Given a random variable $X$ and probability mass function $pmf_1$, $P(x \vert pmf_1)$ denotes the probability that the RV $X$ takes value $x$, given that the RV $X$ belongs to $pmf_1$.
How to write $P(pmf_1 \vert x)$ using similar wording as above? It is the probability that a random variable $?$ takes the value $?$ given that we observe the point $x$.
I'm not sure what the questions marks be substituted by. I know another wording of $P(pmf_1 \vert x)$ i.e. probability that $x$ came from $pmf_1$, but what explicitly is the random variable here?
Context: The context I was thinking of is that of following. Suppose we have two pmfs and we want to find out which pmf the observation $x$ came from. In this context, is it possible to explicitly state what the random variable for $P(pmf_1 \vert x)$ is?
Usually, when you say "random variable," you are already assuming the existence of its fixed probability mass/density function. If this is the case, then $P(X=x \mid \text{pmf})$ is redundant.
$P(\text{pmf} \mid X=x)$ is kind of weird, and starts getting into Bayesian stuff. As you noted, it is unclear what the random variable is. Perhaps I can describe an example where it does make sense.

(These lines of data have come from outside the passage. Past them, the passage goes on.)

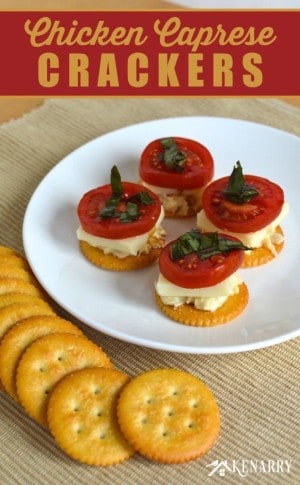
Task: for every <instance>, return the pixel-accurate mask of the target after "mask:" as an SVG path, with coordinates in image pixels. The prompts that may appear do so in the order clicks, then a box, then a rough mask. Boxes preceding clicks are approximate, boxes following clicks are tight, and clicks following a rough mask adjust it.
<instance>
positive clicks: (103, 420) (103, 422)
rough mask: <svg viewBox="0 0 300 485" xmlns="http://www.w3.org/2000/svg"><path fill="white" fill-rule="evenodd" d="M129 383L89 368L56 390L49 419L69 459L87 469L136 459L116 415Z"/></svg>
mask: <svg viewBox="0 0 300 485" xmlns="http://www.w3.org/2000/svg"><path fill="white" fill-rule="evenodd" d="M128 381H129V377H128V376H127V375H125V374H123V373H122V372H120V371H118V370H115V369H104V368H102V369H101V368H86V369H81V370H78V371H76V372H74V373H72V374H70V375H68V376H67V377H65V378H63V379H62V380H61V381H60V382H59V383H58V384H57V385H56V386H55V388H54V389H53V391H52V392H51V396H50V398H49V403H48V406H47V419H48V424H49V428H50V431H51V433H52V435H53V436H54V438H55V440H56V442H57V443H58V445H59V446H60V447H61V448H62V449H63V450H64V451H65V452H66V453H67V454H68V455H69V456H71V457H72V458H74V459H76V460H79V461H80V462H82V463H86V464H88V465H96V466H109V465H115V464H116V463H120V462H123V461H124V460H127V459H128V458H130V457H131V456H132V455H133V453H134V450H133V448H132V447H131V446H130V445H129V444H128V443H127V441H126V440H125V438H124V437H123V435H122V434H121V432H120V430H119V426H118V422H117V415H116V403H117V399H118V396H119V393H120V391H121V390H122V388H123V387H124V385H126V384H127V382H128Z"/></svg>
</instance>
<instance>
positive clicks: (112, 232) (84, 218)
mask: <svg viewBox="0 0 300 485" xmlns="http://www.w3.org/2000/svg"><path fill="white" fill-rule="evenodd" d="M122 187H123V197H122V200H121V201H120V203H119V204H118V211H119V212H120V213H122V212H124V211H125V210H126V199H129V198H130V197H132V196H134V195H136V194H138V193H140V192H141V191H143V192H147V193H148V195H149V196H150V197H151V199H152V200H153V203H152V204H149V205H141V206H140V207H139V218H138V219H136V220H134V221H131V222H120V218H118V217H110V218H103V217H101V214H100V212H101V210H102V209H103V208H104V207H105V206H106V203H107V201H108V200H109V199H110V197H111V196H112V187H111V184H107V185H103V186H101V187H97V188H95V189H92V190H90V191H89V192H87V193H86V194H84V195H83V197H82V198H81V200H80V202H79V204H78V208H77V214H78V217H79V220H80V223H81V226H82V227H83V229H84V230H85V231H86V232H88V233H89V234H92V235H93V236H98V237H104V238H108V239H123V238H126V237H132V236H138V235H140V234H144V233H145V232H148V231H150V230H151V229H152V228H153V227H154V225H155V224H156V222H157V220H158V218H159V216H160V213H161V202H160V200H159V199H158V197H157V196H156V195H155V194H154V193H153V192H152V191H151V190H148V189H146V188H145V187H143V186H141V185H138V184H135V183H132V182H122Z"/></svg>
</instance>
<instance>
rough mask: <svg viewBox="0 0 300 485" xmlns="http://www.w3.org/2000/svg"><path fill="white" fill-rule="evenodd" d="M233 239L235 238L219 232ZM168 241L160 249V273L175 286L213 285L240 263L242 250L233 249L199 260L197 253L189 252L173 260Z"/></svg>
mask: <svg viewBox="0 0 300 485" xmlns="http://www.w3.org/2000/svg"><path fill="white" fill-rule="evenodd" d="M220 236H223V237H226V238H227V239H231V240H233V241H237V239H236V238H233V237H230V236H227V235H225V234H220ZM173 242H174V241H171V242H170V243H168V244H167V245H166V246H165V247H164V248H163V249H162V251H161V253H160V257H159V268H160V272H161V273H162V275H163V276H164V277H165V278H167V280H169V281H171V283H174V284H175V285H177V286H181V287H183V288H206V287H208V286H215V285H216V284H218V283H220V282H221V281H223V280H225V279H226V278H228V277H229V276H231V275H232V274H233V273H234V272H235V271H236V270H237V269H238V268H239V267H240V266H241V264H242V262H243V260H244V251H243V250H241V249H233V250H232V251H230V252H226V253H220V254H216V255H214V256H211V257H210V258H207V259H203V260H201V259H200V258H199V257H198V255H197V253H190V254H188V255H186V256H183V257H182V258H180V259H178V260H176V261H173V260H172V259H171V256H170V246H171V245H172V243H173Z"/></svg>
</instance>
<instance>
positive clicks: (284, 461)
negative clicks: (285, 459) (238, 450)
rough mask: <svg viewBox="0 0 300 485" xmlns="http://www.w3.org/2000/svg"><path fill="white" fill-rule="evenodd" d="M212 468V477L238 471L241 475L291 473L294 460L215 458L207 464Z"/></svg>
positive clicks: (209, 474)
mask: <svg viewBox="0 0 300 485" xmlns="http://www.w3.org/2000/svg"><path fill="white" fill-rule="evenodd" d="M206 466H207V467H211V468H212V470H211V471H210V472H209V474H208V476H209V477H211V476H212V475H214V474H215V473H216V474H218V475H219V476H220V477H225V475H226V474H228V473H237V474H238V475H239V476H240V477H246V476H247V475H249V474H254V473H265V474H271V473H276V474H284V473H290V471H291V466H292V460H244V459H243V460H232V461H231V462H229V461H228V460H215V461H213V462H212V463H209V464H208V465H206Z"/></svg>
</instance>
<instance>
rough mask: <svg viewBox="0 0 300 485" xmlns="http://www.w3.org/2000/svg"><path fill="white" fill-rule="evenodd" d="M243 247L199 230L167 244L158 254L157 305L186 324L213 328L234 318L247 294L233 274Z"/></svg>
mask: <svg viewBox="0 0 300 485" xmlns="http://www.w3.org/2000/svg"><path fill="white" fill-rule="evenodd" d="M247 249H248V248H247V247H245V246H244V245H243V243H241V242H240V241H239V240H237V239H236V238H233V237H231V236H228V235H225V234H220V233H217V232H212V233H202V232H200V231H199V230H198V229H193V230H191V231H190V232H188V233H186V234H183V235H182V236H180V237H179V238H178V239H176V240H174V241H172V242H170V243H168V244H167V245H166V246H165V247H164V248H163V249H162V251H161V254H160V257H159V269H160V274H159V277H158V280H157V281H156V283H155V295H156V302H157V304H158V305H159V307H160V308H161V310H162V311H163V312H164V313H166V314H167V315H168V316H169V317H170V318H172V319H173V320H176V321H178V322H181V323H184V324H186V325H193V326H199V327H200V326H212V325H217V324H221V323H225V322H227V321H229V320H232V319H233V318H235V317H237V316H238V315H239V314H240V313H241V312H242V311H243V310H244V308H245V307H246V305H247V303H248V298H249V296H248V289H247V286H246V284H245V283H244V282H243V281H242V279H241V277H240V276H239V275H238V273H237V270H238V268H239V267H240V266H241V265H242V263H243V259H244V251H245V250H247Z"/></svg>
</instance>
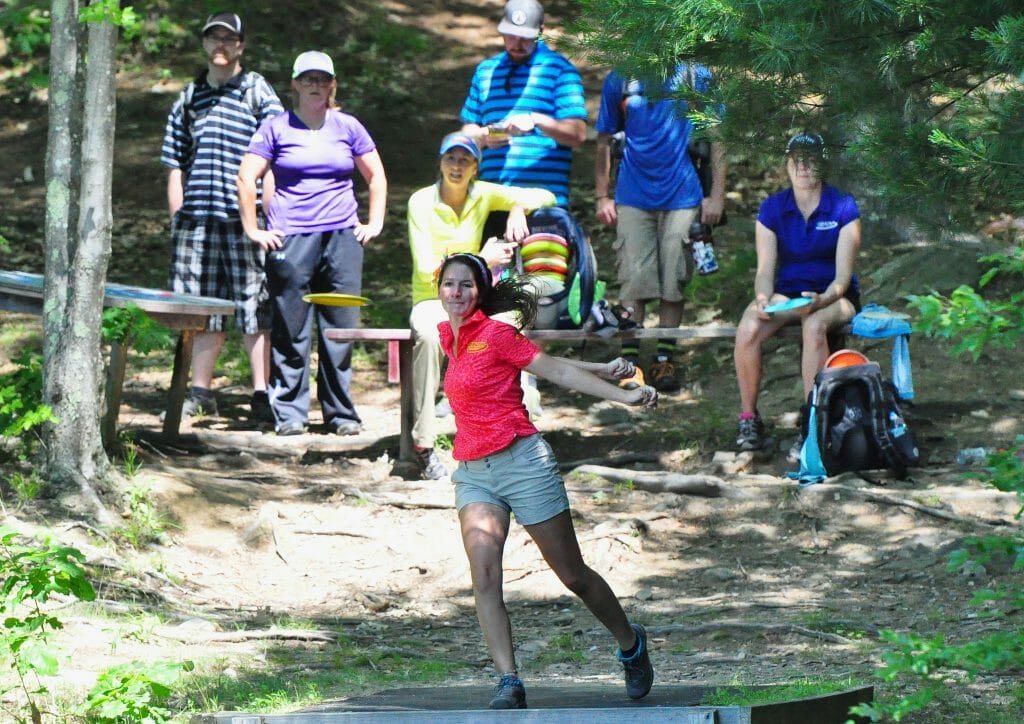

Suppose we have a coin that might have a bias. So we know $X \sim \operatorname{Bernoulli}(p)$ for some parameter $p$, but we don't know $p$. Does $p$ even have a distribution? In the Bayesian context, one "base" assumption is that $p$ is uniformly distributed on $[0,1]$, we will assume that here. Suppose we flip it $10$ times and get $7$ heads. Then the distribution for the parameter $p$, given this knowledge, can be written as $$P(p \mid \mathcal{D}=\{1,1,1,1,1,1,1,0,0,0\}).$$ This is known as the posterior distribution. The maximum likelihood estimate for $p$ can be found by noting that $$P(p \mid \mathcal{D}) \propto P(\mathcal{D} \mid p) P(p)$$ by Bayes's rule, and then maximizing the right-hand side. It turns out that the maximum likelihood estimate is exactly the sample proportion $7/10$. [There are some issues with using the maximum likelihood; for example, if you flip two heads in a row, then the maximum likelihood estimate would be $p=1$, i.e., the coin always gives heads, which seems absurd. This can be fixed by changing what we assume the distribution of the prior $P(p)$ is, instead of being uniform.]